Con una advertencia que decía “ATENCION: Por disposición del artista el volumen de este concierto es MUY ALTO. Por tanto los decibeles del concierto pueden generar molestias en los asistentes al concierto y/o daños auditivos”, por fin se presentó en el país la mítica banda neoyorquina, en lo que efectivamente resultó siendo un concierto con un encantador y necesario aturdimiento musical. Aprovechando su visita también se presentó en Medellín, y tanto en la capital del país como en la Ciudad de la Eterna Primavera fue amor a primera vista para todos aquellos que pierden el aliento por las gemas no convencionales del post rock.

Tributo a “Rodrigo D., No Futuro” en el Festival Altavoz

Poco importó la notable falta de ensayo y acoplamiento entre algunos de los músicos y cantantes invitados al tributo; menos importó que el clima en Medellín por esos días había sido inclemente. El público interesado abarrotó el escenario principal del Festival Altavoz, y como si se tratara de un concierto para cantar y poguear el himno antioqueño se abrazó en una sola fiesta, dedicada en este caso a la banda sonora de una película que con un lado punk y un lado metal se convirtió en un referente musical de la ciudad y del país mismo.

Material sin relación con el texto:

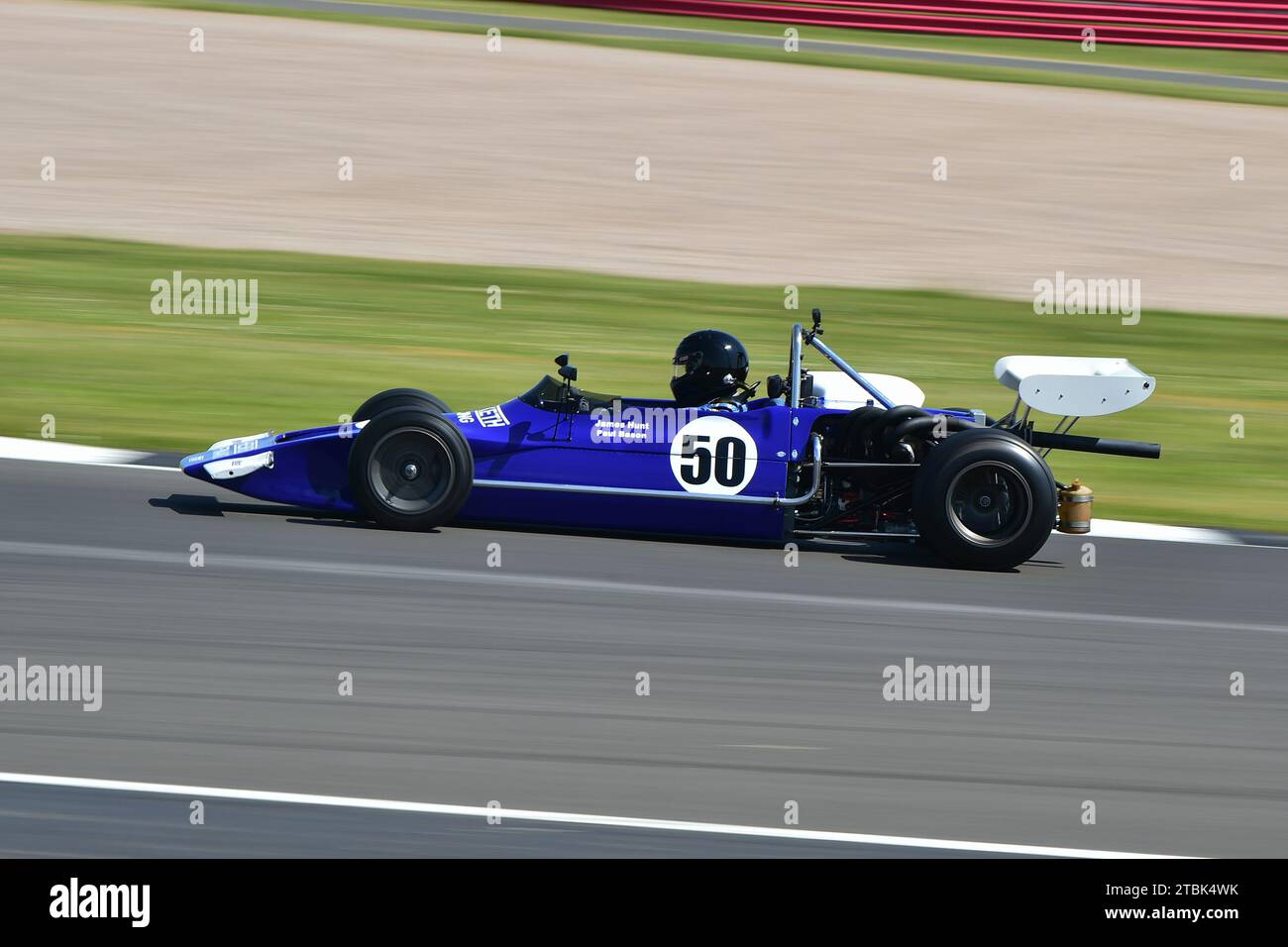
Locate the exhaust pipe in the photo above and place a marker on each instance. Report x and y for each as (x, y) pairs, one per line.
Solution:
(1096, 445)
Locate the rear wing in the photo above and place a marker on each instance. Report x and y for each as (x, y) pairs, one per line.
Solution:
(1074, 386)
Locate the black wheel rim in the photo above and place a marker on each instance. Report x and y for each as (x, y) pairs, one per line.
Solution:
(410, 471)
(990, 502)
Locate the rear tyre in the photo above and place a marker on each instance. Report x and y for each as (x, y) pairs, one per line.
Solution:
(398, 397)
(984, 499)
(411, 470)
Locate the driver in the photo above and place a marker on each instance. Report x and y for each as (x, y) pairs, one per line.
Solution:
(709, 367)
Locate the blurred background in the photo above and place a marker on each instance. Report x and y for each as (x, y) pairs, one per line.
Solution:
(618, 196)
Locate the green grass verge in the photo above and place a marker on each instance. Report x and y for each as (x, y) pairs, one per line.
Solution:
(1218, 62)
(78, 341)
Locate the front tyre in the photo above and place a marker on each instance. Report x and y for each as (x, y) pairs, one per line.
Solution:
(984, 499)
(410, 470)
(398, 397)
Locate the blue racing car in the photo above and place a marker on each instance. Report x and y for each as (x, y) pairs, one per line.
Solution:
(828, 454)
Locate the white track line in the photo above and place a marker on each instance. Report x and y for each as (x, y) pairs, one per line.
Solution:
(58, 453)
(605, 586)
(483, 812)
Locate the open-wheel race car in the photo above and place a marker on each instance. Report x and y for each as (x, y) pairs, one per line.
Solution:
(828, 454)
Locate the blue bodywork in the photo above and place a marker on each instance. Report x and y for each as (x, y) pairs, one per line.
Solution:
(527, 441)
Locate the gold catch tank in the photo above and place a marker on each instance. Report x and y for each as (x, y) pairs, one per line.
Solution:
(1076, 508)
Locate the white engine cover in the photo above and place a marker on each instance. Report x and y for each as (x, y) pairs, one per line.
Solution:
(1074, 386)
(837, 389)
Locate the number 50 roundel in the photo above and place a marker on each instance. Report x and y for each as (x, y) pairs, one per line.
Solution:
(712, 455)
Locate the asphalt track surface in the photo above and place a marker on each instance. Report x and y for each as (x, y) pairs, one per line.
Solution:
(518, 684)
(776, 42)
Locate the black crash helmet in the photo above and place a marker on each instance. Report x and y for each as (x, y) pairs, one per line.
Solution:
(702, 361)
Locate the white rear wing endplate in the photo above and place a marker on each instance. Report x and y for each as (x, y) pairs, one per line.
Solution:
(1074, 386)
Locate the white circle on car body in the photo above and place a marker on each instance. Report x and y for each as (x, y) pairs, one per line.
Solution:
(713, 455)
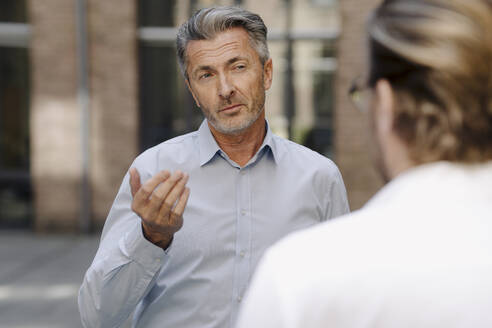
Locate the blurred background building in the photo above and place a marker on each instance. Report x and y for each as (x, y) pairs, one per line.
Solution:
(86, 85)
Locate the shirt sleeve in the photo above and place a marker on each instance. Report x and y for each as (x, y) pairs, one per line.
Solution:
(264, 304)
(337, 201)
(124, 269)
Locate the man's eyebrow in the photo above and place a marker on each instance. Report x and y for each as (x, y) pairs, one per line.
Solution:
(235, 59)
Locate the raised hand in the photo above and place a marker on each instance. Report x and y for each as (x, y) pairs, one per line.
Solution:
(160, 203)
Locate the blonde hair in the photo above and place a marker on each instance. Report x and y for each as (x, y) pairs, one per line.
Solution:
(437, 55)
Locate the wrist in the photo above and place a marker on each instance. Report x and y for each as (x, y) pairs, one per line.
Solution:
(157, 238)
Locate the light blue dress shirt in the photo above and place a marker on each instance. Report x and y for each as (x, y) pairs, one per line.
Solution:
(233, 214)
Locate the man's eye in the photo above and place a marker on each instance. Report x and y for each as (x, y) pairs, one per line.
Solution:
(205, 76)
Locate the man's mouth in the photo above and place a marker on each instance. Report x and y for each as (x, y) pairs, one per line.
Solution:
(228, 108)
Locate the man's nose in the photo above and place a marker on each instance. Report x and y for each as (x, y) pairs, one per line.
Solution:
(225, 88)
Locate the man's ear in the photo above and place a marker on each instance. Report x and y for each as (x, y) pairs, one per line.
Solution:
(268, 74)
(192, 93)
(384, 106)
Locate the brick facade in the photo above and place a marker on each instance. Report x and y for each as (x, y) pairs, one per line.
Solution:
(351, 126)
(56, 160)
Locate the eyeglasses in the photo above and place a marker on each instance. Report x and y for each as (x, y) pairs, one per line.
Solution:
(360, 94)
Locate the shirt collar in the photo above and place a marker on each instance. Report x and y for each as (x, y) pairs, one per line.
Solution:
(208, 147)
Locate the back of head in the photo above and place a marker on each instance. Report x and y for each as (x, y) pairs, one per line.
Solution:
(437, 55)
(206, 23)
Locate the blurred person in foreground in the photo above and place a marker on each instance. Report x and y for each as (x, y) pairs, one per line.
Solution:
(419, 254)
(181, 260)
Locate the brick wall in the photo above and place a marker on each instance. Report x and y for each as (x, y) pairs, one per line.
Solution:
(352, 135)
(114, 99)
(55, 118)
(56, 146)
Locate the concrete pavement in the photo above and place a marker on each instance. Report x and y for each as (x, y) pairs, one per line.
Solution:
(39, 278)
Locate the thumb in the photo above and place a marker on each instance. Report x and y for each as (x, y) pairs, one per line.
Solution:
(134, 181)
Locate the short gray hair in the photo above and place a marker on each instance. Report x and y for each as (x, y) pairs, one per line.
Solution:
(206, 23)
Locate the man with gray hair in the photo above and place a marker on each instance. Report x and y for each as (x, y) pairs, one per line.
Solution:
(180, 259)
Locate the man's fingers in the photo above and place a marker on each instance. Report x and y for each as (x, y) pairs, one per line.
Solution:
(157, 200)
(175, 192)
(183, 200)
(134, 181)
(142, 195)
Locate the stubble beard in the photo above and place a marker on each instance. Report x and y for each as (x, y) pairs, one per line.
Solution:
(252, 115)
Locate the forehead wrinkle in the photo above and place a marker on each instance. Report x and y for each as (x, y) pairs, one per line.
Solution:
(216, 52)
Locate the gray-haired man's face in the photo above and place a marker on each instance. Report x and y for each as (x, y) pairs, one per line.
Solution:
(228, 80)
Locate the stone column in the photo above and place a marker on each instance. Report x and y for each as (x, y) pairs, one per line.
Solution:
(114, 98)
(55, 116)
(351, 126)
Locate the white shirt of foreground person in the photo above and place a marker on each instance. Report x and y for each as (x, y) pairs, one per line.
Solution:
(233, 214)
(419, 254)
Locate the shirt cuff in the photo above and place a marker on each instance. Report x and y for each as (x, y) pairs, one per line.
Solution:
(142, 251)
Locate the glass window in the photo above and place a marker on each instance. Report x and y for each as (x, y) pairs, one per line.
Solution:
(15, 184)
(166, 106)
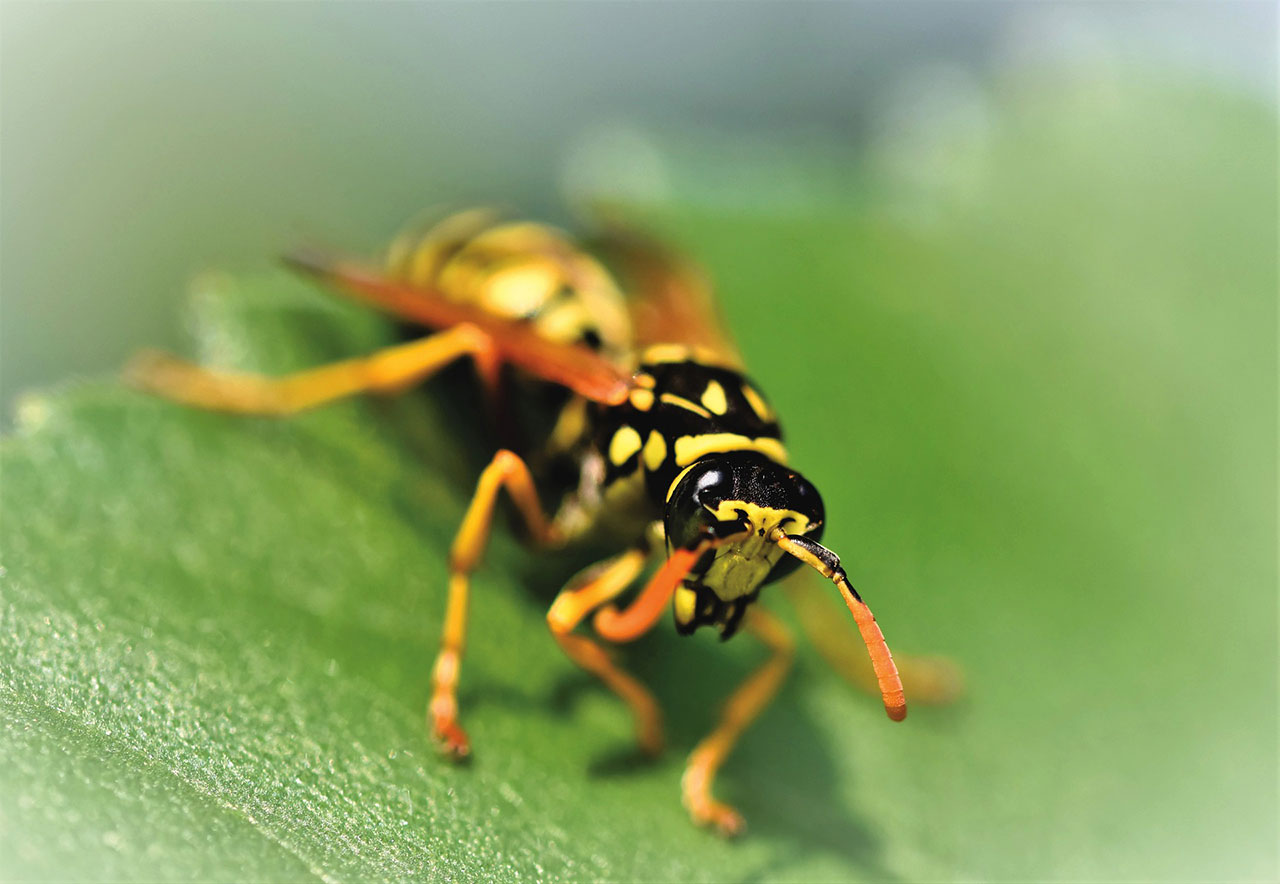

Zebra Katz en el Sónar Bogotá

Mientras el grueso del público estaba pendiente de Ellen Allien o The Martinez Brothers  (o desde ese momento buscaban un buen puesto para ver a Moderat), en el escenario de RedBull emergió una figura muy poco conocida pero que desde el primer segundo de su acto fue blanco de las miradas: el norteamericano Zebra Katz, acompañado del no menos poderoso Dj Dirtyfinger. Y Zebra Katz se destacó no solo por su tamaño físico y algunos de sus vestuarios, sino por sus temas oscuros y rutilantes a la vez; violentos por momentos y luego sencillamente muy puppies. Una especie de post hip hop, con visos de rock underground y la escena dance gai.